Overview

For this project, we chose a visualization on notable Leap Day (February 29) births and deaths, sourced from Wikipedia. The project consists of three parts:

  1. Replication: Reproducing the original graph as closely as possible using ggplot2.
  2. Redesign: Applying principles of data visualization to improve clarity, aesthetics, and accessibility.
  3. Written Summary: Evaluating the original graph and explaining the rationale behind our design choices.

Original Graph

The original graph depicts notable Leap Day births (blue bars above the x-axis) and deaths (red bars below the x-axis) spanning from the 400s CE to the present.

Key Issues Identified:

  • Overcrowded Labels: Recent centuries are cluttered with overlapping labels.
  • Ambiguous Scale: No clear y-axis or gridlines for reference.
  • Distracting Typography: Oversized, bold headings detract from the focus on data.
  • Irrelevant Elements: Side notes unrelated to the plot clutter the visual.
  • Small Key Text: Totals for “births” and “deaths” are difficult to read.

Changes Made

In our first attempt at redesigning the original plot, we created a visualization that combined a scatter plot and a line chart. The scatter points were displayed in two colors (red and cyan) to represent different datasets or categories, while a blue line was added to suggest a potential trend or model fit. However, this version faced significant readability challenges.

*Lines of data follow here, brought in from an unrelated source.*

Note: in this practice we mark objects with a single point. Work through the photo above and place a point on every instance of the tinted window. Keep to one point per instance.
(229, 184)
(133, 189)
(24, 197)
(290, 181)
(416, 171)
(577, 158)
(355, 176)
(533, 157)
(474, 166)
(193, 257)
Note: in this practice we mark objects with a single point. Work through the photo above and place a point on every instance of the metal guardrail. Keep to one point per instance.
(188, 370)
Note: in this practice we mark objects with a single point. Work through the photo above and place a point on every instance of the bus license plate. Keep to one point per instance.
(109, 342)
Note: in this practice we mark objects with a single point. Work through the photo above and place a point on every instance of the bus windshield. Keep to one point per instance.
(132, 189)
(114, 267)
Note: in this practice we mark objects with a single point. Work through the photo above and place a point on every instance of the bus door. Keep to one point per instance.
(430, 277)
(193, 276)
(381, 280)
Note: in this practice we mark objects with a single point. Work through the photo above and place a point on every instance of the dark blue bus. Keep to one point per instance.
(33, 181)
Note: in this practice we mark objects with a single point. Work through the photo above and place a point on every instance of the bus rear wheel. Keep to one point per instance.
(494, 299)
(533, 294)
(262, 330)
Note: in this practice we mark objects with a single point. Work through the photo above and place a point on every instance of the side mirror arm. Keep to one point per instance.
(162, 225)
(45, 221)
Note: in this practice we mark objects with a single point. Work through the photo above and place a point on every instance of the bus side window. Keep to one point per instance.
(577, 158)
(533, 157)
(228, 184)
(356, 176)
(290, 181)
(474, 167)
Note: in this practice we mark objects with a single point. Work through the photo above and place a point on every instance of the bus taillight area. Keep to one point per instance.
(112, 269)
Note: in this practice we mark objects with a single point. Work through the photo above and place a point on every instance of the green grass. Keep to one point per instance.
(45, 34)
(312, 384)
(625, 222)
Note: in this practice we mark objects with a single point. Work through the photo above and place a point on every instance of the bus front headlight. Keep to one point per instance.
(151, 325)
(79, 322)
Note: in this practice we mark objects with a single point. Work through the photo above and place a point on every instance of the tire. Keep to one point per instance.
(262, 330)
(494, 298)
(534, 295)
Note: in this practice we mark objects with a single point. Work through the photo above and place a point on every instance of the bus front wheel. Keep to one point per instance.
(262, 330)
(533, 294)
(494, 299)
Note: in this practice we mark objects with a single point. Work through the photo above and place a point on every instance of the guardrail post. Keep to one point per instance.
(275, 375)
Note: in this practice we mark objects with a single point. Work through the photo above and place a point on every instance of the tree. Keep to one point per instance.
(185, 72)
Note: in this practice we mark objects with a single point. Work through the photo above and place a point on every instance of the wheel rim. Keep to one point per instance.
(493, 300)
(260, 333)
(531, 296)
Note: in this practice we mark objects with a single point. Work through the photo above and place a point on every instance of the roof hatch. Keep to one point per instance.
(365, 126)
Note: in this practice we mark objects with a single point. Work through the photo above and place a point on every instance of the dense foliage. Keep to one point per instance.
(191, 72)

One of the key issues was the use of time as the x-axis. The timeline spanned a broad range but lacked clear labels, making it difficult to follow the progression of data over time. Additionally, the scatter points overlapped heavily in certain areas, which further obscured individual data values. The varying point sizes added unnecessary complexity without a clear explanation of their purpose.

The inclusion of the blue line also created confusion, as it was neither labeled nor described, leaving its role in the plot ambiguous. Furthermore, the axes lacked proper labels, and the legend provided minimal information, failing to adequately explain the categories or variables represented.

These issues, coupled with the visual clutter caused by overlapping points and the combination of two plot types, made the graph difficult to interpret. As a result, this initial redesign did not effectively communicate the data or its insights.

Final Refined Plot

The final refined plot addresses the shortcomings of previous attempts by thoughtfully applying multiple layers of the grammar of graphics. The data layer is focused on Leap Day births and deaths from the 20th and 21st centuries, with a clear acknowledgment of the bias toward recent data.

The plot’s aesthetics incorporate distinct colors and a clean half-violin-half-dotplot design. This approach effectively displays both the distribution density and individual data points, eliminating visual clutter. Geometrically, births and deaths are separated into mirrored panels, ensuring clarity and facilitating easy comparisons.

Additionally, the minimalist theme, clear annotations, and a linear time scale significantly enhance readability. These design choices make the visualization accessible, visually appealing, and faithful to the underlying data, successfully addressing the issues of previous versions.